Caímos en la cama, cuerpos entrelazados, piel contra piel resbaladiza por el sudor. Mis manos exploraron su verga dura, gruesa, palpitante en mi palma, venas marcadas como ríos de lava. La apreté, masturbándolo lento, oyendo sus gruñidos guturales: "¡Qué rico, nena, así!" Él bajó entre mis piernas, lengua experta lamiendo mi clítoris hinchado, saboreándome como tamal dulce. El placer subía en olas, mis caderas moviéndose solas, olor a sexo llenando el aire, almizclado y embriagador. "Te voy a hacer venir primero, amor." Y lo hizo, mi orgasmo explotando como piñata en fiesta, cuerpo temblando, grito ahogado en la almohada.
Interno: Neta, este hombre sabe tocarme como si leyera mi alma. Me siento reina, poderosa, deseada al máximo.
La intensidad creció. Me puse encima, cabalgándolo despacio al inicio, sintiendo cada centímetro de él llenándome, estirándome delicioso. Nuestros ojos clavados, sudor goteando, pechos rebotando con cada embestida. "Muévete así, Valeria, ¡órale!" Aceleré, caderas girando, clítoris rozando su pubis, placer duplicándose. Él me agarró el culo, amasándolo fuerte, guiándome más profundo.

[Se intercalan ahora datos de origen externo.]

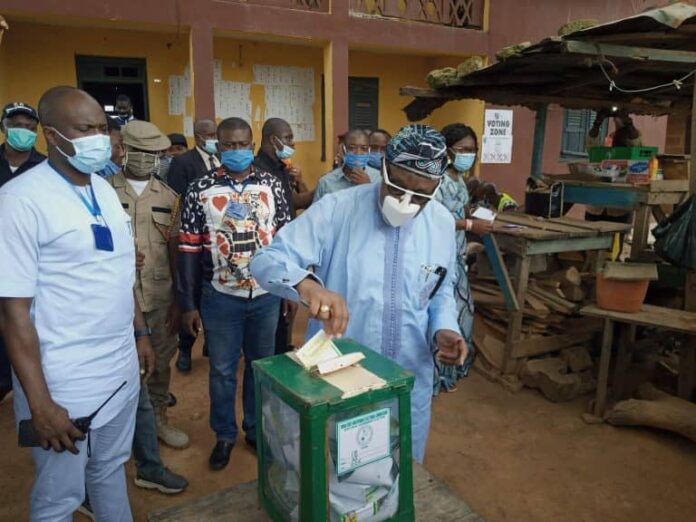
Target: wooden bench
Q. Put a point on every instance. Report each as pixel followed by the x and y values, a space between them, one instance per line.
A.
pixel 653 316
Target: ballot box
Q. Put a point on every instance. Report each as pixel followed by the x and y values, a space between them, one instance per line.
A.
pixel 334 447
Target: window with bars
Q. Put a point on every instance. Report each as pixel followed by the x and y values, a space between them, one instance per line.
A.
pixel 576 127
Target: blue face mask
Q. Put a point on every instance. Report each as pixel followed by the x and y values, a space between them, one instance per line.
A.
pixel 20 139
pixel 464 161
pixel 210 146
pixel 111 169
pixel 375 160
pixel 355 161
pixel 237 160
pixel 92 153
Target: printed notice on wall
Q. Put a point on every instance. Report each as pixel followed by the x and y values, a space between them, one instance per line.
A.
pixel 177 101
pixel 362 440
pixel 289 94
pixel 496 145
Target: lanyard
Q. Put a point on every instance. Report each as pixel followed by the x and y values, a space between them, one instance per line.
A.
pixel 93 206
pixel 243 183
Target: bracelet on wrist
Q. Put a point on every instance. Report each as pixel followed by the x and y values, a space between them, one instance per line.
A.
pixel 147 332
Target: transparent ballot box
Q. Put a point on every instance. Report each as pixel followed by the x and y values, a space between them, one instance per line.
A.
pixel 334 448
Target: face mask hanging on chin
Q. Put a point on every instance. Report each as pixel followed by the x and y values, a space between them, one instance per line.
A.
pixel 92 153
pixel 399 211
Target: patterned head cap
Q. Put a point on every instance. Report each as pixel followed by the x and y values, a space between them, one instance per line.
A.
pixel 419 149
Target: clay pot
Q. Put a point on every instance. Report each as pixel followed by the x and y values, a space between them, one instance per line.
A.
pixel 621 296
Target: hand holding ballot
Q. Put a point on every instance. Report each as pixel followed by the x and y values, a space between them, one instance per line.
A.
pixel 324 305
pixel 452 347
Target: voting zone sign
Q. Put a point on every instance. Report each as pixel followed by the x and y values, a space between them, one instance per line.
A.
pixel 497 137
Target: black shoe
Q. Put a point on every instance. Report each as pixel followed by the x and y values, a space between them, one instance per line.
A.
pixel 4 390
pixel 86 510
pixel 183 362
pixel 220 456
pixel 163 481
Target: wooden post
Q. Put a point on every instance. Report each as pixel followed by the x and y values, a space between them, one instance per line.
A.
pixel 514 329
pixel 603 378
pixel 539 135
pixel 641 230
pixel 690 286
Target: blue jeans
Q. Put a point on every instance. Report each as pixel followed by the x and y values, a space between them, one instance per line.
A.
pixel 5 368
pixel 232 325
pixel 145 444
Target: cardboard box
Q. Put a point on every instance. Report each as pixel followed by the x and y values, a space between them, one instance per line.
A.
pixel 638 171
pixel 626 171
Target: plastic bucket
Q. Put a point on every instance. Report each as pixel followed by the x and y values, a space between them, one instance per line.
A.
pixel 621 296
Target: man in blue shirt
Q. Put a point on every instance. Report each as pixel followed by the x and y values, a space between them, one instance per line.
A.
pixel 354 171
pixel 402 306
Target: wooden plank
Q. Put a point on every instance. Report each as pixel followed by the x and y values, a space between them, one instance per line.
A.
pixel 525 231
pixel 500 271
pixel 538 345
pixel 568 245
pixel 603 378
pixel 623 361
pixel 669 185
pixel 599 226
pixel 515 324
pixel 536 222
pixel 666 198
pixel 687 369
pixel 649 315
pixel 641 230
pixel 539 134
pixel 631 52
pixel 576 193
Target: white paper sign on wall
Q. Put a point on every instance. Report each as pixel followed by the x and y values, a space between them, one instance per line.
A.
pixel 496 144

Gemidos se volvieron gritos: míos agudos, suyos roncos. El colchón crujía rítmicamente, piel chocando con palmadas húmedas, olor a nuestros jugos mezclados.
Cambié de posición, él atrás, perrito estilo, penetrándome hondo, una mano en mi clítoris frotando, la otra tirando mi pelo suave. Siento su verga golpeando mi G, fuego puro, voy a explotar otra vez. El clímax nos tomó juntos: yo convulsionando, él gruñendo "¡Me vengo, nena!", calor inundándome adentro, pulsos interminables. Colapsamos, exhaustos, abrazados, piel pegajosa, respiraciones sincronizadas calmándose.
En el afterglow, yacimos enredados, su cabeza en mi pecho, oyendo mi corazón galopante ralentizarse. Besos suaves en mi vientre, caricias perezosas. "Eres increíble, Val. Esto no termina aquí." Sonreí, oliendo su cabello húmedo, sabor de él aún en mis labios. Miramos las luces de la ciudad por la ventana, Reforma brillando como promesa.
Reflexión final: Mi diario de una pasión 2 cierra con este capítulo ardiente, pero sé que hay más. Diego me hace sentir completa, empoderada en mi sexualidad. Mañana, ¿quién sabe? Por ahora, duermo en sus brazos, satisfecha hasta el alma.
Fin de esta entrega, pero la pasión sigue viva, latiendo como el corazón de México.